Aliens on this planet? Us? Who said so? Not me. And if I did, that was yesterday. Tonight I know better. We are not foreigners; we were born and we belong here. We are not aliens but rather like children, barely beginning here and now in the childhood of the race to discover the marvel, the magic, the mystery of this sweet planet that is our inheritance.

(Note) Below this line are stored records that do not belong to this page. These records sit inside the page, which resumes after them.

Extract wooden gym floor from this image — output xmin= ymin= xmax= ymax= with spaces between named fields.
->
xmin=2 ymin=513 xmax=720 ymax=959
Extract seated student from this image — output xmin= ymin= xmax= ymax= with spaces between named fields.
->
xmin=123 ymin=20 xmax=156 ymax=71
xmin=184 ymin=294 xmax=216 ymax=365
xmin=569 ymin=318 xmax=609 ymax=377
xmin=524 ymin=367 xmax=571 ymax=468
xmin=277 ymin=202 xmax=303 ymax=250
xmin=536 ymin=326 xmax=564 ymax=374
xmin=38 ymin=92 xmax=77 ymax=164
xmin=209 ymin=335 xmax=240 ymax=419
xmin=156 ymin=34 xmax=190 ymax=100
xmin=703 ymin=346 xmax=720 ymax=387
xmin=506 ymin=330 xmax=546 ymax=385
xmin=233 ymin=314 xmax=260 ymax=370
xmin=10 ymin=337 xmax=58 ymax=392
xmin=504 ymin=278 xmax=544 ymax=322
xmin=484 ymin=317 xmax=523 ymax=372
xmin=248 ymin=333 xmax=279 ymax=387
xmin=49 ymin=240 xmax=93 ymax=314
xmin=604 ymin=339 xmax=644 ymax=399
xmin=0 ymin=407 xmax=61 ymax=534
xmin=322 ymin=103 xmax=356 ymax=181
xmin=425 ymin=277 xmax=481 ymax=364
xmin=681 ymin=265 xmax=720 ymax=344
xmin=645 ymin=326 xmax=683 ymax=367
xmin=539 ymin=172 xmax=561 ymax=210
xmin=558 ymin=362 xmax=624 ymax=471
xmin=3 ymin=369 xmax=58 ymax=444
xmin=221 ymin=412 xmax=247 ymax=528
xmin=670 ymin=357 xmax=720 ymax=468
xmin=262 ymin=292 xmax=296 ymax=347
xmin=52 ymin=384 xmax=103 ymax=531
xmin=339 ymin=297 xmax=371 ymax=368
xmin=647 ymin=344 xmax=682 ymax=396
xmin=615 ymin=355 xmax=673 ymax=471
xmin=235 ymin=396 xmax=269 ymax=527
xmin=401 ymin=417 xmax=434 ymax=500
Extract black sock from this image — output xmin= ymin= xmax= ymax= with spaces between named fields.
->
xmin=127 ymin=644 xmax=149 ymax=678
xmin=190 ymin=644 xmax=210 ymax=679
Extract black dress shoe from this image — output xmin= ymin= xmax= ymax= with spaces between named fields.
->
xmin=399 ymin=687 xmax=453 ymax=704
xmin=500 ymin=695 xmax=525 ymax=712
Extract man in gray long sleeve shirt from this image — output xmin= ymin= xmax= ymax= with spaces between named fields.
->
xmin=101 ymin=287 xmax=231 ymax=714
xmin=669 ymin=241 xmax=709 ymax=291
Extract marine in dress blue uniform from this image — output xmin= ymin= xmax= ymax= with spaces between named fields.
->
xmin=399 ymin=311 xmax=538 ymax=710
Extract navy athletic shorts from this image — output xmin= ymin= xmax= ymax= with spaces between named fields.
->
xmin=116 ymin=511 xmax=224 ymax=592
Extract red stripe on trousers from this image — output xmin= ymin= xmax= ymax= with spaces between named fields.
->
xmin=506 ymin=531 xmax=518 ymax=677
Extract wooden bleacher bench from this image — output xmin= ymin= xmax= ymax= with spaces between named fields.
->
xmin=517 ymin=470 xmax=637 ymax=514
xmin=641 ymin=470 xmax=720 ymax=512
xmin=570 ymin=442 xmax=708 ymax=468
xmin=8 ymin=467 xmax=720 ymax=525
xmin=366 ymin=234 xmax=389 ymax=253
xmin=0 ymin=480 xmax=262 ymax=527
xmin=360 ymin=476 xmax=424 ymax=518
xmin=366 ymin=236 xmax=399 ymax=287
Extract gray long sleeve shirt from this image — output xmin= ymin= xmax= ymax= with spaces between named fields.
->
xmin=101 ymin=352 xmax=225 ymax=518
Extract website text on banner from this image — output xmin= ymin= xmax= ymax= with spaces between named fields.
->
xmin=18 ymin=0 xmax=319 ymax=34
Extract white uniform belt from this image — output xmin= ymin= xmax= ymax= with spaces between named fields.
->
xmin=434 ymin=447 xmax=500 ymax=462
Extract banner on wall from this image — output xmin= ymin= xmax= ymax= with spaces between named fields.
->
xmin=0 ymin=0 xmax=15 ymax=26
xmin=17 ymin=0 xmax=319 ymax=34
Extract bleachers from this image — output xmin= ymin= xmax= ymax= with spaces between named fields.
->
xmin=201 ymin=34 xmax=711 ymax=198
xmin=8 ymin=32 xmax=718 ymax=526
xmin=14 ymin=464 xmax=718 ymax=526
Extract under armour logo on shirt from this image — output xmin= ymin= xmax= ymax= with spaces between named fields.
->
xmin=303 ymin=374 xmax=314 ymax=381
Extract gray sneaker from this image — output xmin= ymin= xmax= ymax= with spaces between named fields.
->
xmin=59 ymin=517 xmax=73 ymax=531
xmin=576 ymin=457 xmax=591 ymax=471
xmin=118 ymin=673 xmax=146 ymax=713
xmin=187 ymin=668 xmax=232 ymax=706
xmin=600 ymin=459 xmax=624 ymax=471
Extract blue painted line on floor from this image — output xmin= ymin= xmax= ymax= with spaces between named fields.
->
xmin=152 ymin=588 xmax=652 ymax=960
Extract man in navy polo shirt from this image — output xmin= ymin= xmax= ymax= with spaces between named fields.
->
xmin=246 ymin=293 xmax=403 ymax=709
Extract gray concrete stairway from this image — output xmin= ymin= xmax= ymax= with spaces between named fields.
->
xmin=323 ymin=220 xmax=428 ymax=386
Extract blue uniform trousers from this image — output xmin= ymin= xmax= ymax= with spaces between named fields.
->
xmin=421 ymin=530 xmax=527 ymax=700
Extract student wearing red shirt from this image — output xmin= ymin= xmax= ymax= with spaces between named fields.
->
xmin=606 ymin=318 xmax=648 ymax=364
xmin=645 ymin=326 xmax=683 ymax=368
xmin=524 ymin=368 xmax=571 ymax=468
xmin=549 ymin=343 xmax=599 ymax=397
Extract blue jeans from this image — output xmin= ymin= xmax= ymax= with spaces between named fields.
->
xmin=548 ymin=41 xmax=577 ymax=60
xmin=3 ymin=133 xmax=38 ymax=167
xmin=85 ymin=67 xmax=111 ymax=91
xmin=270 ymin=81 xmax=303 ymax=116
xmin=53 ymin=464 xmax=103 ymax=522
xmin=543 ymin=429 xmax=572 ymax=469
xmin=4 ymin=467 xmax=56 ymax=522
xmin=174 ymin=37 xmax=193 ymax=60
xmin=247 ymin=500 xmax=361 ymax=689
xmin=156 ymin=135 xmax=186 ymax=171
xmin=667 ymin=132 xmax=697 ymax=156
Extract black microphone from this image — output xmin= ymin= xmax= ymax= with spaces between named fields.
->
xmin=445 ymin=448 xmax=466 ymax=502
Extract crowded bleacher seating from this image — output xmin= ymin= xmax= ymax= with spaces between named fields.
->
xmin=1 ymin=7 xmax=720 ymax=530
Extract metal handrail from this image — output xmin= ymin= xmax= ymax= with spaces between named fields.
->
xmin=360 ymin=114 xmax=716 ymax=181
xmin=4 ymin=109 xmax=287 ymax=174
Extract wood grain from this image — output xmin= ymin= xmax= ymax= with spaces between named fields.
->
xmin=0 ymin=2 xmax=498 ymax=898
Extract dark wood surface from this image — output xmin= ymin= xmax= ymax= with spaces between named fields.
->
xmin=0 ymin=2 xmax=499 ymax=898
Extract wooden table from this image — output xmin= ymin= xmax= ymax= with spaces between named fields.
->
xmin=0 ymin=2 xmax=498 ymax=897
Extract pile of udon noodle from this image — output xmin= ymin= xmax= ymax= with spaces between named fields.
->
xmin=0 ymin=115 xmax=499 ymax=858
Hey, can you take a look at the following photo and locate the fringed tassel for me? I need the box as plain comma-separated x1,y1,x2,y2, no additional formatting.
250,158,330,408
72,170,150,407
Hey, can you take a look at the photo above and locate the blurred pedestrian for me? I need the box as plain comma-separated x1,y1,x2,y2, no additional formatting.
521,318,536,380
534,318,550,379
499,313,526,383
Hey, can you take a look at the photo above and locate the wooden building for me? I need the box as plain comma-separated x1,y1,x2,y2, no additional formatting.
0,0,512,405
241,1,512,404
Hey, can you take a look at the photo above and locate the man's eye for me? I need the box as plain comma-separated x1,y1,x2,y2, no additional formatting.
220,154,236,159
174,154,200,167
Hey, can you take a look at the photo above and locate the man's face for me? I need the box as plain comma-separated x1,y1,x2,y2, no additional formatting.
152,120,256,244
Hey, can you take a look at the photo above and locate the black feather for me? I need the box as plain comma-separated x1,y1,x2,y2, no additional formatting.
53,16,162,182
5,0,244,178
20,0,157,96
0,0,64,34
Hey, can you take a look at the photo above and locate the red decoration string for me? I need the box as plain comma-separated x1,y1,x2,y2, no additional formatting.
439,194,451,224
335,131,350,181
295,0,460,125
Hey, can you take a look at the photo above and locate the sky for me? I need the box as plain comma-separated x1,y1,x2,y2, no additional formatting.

Fools talk of leaving the earth, launching themselves by space shuttle and revolving cannisters of aluminum into permanent orbit somewhere between here and the moon. God speed them. While others plan the transformation of the earth through technology into a global food factory, fusion-powered, computer-controlled, supporting a close-packed semihuman population of 10 billion—twice the number already stifling themselves in the mushroom cities of today. R. Buckminster Fuller thinks it can be done. Herman Kahn thinks it can be done. The Pope thinks it can be done. All good Marxists think it can be done. Their counterparts in Europe, Brazil, China, Japan, Uganda, Mexico, everywhere, think it can be done. And if it
can
be done, therefore,
by their logic it
must
be done. But Kahn and Fuller and their look-alikes are in for many a surprise before that Golden Age of Technocracy encloses us. (It never will.) As with all fools, their lives shall consist of a constant succession of surprises, mostly unpleasant, as surprises tend to be.

The Devil take them.

The Devil take them!

Brimming with malice and glee, I trudge up the trail, up the ridge, back to the tower. Only one thing is lacking to complete my happiness. I want to wake at dawn with a woman in my arms. I want to share the day’s beginning with her, while woodpeckers drum on hollow snags of yellow pine and the sun rises into the crimson clouds of morning. I want to share an orange, a pot of black cowboy coffee, the calm and commonsense of breakfast talk, the smiles, the touch of fingertips, the yearning of the flesh, the comradeship of man and woman, of one uncertain human for another.

No need for doubt. She will appear. She has always come before and she will come again. At least once more.